V. Defendants Fredrick C. Going and Richard O. Going
Defendants Fredrick C. Going and Richard O. Going join in the motions of Defendants Laprel and Smith and Bergen. Defendant Fredrick C. Going & Richard O. Going's Motion to Dismiss (ECF No. 35). The amended complaint asserts that Counts I, II, and III are asserted against Richard O. Going and Count I and III against Fredrick Going. Amended Complaint at [9].
These moving parties have thus raised the same arguments as those raised by Laprel, Smith, and Bergen. Counts I and II are no more adequately pled against these defendants than they were against Laprel and Smith. The amended complaint does not allege that the moving defendants, both private parties from all that appears, worked in concert with any state actors, a required element of a claim under 42 U.S.C. § 1983 under the circumstances of this case.
The motion to dismiss filed by these defendants should be granted.
VI. Conclusion
For the foregoing reasons, I recommend that the motions to dismiss filed by all defendants other than Louis Ray Going (Docket Nos. 19, 20, 22, and 35) be GRANTED. If the court adopts this recommendation, the following filings on the docket will be rendered MOOT: ECF Nos. 26, 37, 41, 45, 54. Remaining for resolution will be the claims asserted against Louis Ray Going.
NOTICE
A party may file objections to those specified portions of a magistrate judge's report or proposed findings or recommended decisions entered pursuant to 28 U.S.C. § 636(b)(1)(B) for which de novo review by the district court is sought, together with a supporting memorandum and request for oral argument before the district judge, if any is sought, within fourteen (14) days after being served with a copy thereof.
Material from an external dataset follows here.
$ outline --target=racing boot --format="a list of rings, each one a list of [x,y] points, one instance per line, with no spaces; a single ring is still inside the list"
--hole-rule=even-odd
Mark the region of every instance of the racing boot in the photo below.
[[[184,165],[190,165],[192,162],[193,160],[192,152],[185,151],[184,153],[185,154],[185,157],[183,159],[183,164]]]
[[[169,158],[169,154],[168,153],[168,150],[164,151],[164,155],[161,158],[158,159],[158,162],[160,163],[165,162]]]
A responsive memorandum and any request for oral argument before the district judge shall be filed within fourteen (14) days after the filing of the objection.
Failure to file a timely objection shall constitute a waiver of the right to de novo review by the district court and to appeal the district court's order.
Dated this 29th day of September, 2014.